You spin me round, again and again
La morte di Pete Burns porta via un altro mito della trasgressione degli Eighties, ma non cancella quanto ha significato per una generazione (e quelle future).
E tre. Dopo David Bowie e Prince, la morte di Pete Burns chiude il cerchio. Vero, questo 2016 non è stato parco, riguardo a perdite importanti, personalità che rimpiangeremo, nomi che rimarranno nell’Olimpo di chi, in un modo o nell’altro, hanno fatto la storia.
Ma quella di Burns, se vogliamo, completa una triade di personaggi che in comune avevano più di un dettaglio. Anzitutto, sicuramente l’aver condiviso gioie e dolori del raggiungere il successo nello stesso periodo, quegli anni 80 tanto controversi (o li ami o li odi, o li giudichi geniali o vorresti cancellarli dalla storia, non hanno via di mezzo, gli anni 80) eppure fondamentali in tutto quello che, dopo, è venuto.

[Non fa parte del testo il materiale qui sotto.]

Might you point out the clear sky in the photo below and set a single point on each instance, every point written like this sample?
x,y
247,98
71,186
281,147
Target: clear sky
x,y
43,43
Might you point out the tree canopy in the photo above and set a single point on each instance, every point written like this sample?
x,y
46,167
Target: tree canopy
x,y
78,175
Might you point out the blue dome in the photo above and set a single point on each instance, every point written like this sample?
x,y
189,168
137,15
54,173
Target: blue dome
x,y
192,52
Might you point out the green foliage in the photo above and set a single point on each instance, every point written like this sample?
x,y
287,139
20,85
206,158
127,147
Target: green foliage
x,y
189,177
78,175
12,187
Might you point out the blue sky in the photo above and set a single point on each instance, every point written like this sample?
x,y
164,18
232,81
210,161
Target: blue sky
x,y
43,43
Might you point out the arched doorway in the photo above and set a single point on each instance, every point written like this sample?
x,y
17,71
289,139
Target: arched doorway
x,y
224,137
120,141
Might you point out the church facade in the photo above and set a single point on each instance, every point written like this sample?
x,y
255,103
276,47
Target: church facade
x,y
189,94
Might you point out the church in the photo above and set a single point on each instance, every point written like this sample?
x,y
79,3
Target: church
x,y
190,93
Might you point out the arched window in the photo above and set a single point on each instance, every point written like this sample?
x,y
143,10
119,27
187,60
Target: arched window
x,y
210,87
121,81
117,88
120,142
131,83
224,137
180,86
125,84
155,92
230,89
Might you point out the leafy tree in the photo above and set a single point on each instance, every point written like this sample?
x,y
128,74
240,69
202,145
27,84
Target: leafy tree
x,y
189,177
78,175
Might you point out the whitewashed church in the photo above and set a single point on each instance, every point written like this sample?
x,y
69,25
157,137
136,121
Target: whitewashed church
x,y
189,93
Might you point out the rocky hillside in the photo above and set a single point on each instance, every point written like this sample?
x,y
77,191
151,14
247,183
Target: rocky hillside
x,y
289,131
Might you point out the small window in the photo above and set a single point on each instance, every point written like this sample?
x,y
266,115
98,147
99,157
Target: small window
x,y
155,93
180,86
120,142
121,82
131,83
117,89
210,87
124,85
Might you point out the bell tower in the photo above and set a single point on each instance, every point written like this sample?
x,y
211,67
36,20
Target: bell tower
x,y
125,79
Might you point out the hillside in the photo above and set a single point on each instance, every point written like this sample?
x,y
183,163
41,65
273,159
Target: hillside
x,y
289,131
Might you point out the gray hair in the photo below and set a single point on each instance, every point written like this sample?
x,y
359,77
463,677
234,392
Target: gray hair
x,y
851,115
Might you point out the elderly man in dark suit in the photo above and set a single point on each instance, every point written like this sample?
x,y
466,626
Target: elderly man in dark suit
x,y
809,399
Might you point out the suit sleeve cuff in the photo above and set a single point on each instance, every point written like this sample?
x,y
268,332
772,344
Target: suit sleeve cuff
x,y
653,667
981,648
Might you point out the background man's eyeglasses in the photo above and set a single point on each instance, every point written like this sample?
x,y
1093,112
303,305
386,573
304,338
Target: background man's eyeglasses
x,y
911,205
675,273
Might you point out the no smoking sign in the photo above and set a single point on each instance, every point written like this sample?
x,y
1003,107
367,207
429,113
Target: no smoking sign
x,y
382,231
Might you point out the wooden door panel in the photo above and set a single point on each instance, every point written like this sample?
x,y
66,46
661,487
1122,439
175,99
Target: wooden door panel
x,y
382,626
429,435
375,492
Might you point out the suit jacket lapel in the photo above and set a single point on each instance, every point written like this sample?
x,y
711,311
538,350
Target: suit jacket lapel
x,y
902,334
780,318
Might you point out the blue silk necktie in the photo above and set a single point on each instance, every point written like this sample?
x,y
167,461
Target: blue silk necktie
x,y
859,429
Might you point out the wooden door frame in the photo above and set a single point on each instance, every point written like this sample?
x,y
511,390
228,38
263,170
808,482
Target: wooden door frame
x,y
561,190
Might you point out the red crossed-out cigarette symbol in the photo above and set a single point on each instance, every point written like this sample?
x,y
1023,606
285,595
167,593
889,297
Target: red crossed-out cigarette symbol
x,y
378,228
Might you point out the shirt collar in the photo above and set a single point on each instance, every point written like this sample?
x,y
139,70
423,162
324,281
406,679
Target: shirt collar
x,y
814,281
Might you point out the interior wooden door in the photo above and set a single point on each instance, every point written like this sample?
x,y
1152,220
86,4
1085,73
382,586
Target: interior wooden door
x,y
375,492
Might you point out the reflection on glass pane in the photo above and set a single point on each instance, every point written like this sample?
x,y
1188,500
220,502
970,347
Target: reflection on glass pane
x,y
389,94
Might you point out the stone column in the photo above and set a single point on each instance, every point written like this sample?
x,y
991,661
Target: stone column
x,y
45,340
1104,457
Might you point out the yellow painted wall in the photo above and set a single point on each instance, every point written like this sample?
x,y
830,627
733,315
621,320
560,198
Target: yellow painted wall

E qui arriviamo al punto due, di condivisione: tutti e tre sono stati protagonisti fondamentali di quella che si è affermata come l’epoca della trasgressione. Fuori dalla Stagione dell’Amore di fine anni 60, dopo la contestazione (politica) giovanile, dopo la liberalizzazione del sesso, nel bel mezzo del boom industriale, di liberale c’era ancora ben poco. Di Aids ancora non si parlava (o se ne sarebbe cominciato a parlare, in sordina, poco dopo), in compenso i “diversi”, dai queer al popolo lgbt, a chi semplicemente, senza voler fare filosofia, aveva desiderio di discostarsi dalla massa, erano visti non con buon occhio, anzi, non erano visti affatto. Se non in quell’ambiente piccolo, piccolissimo e riservato a pochi eletti. La cerchia di Warhol e lo studio 54, per capirci, non erano per il popolo.
Figurarsi, nello specifico, in un paese come l’Italia, in un’epoca dove andare via non era facile e il mondo si guardava dallo schermo di una tv. Proprio attraverso la tv, personaggi come Burns (Bowie, Prince), dimostravano alla massa cosa la “trasgressione” fosse. Cioè, liberarsi dagli stereotipi, osare essere quel che si voleva essere, mettere se stessi al centro del mondo.
Di più, un gradino oltre: mandavano avanti l’idea che la trasgressione, di fondo, non esistesse affatto e che ognuno poteva essere “normale” a modo suo.
E se per i ragazzini dell’epoca, schiacciati da una realtà ancora troppo poco affrontata per essere capita, continuava a risultare impossibile sdoganare il proprio ego, sapere che ci fosse qualcuno che osava farlo, qualcuno di cui ammirare il look, studiare (e magari imitarne le movenze), ascoltare i dischi fino a consumarli, forse già poteva bastare.
Personaggi come Burns (Prince, Bowie), hanno dimostrato che puoi vestirti come ti pare, truccarti fino all’eccesso, muoverti come una femmina e sposare una donna, che puoi usare le paillettes e i pantaloni di pelle e diventare il re (il re, non la regina) delle hit con cachet miliardari. Che puoi essere quello che vuoi, senza per forza doverti compartizzare, incanalare, incastrare in un clichet, in una categoria.
Al di là delle hit, pure indimenticabili, credo che il vero valore di Burns (Bowie, Prince), sia stato soprattutto questo.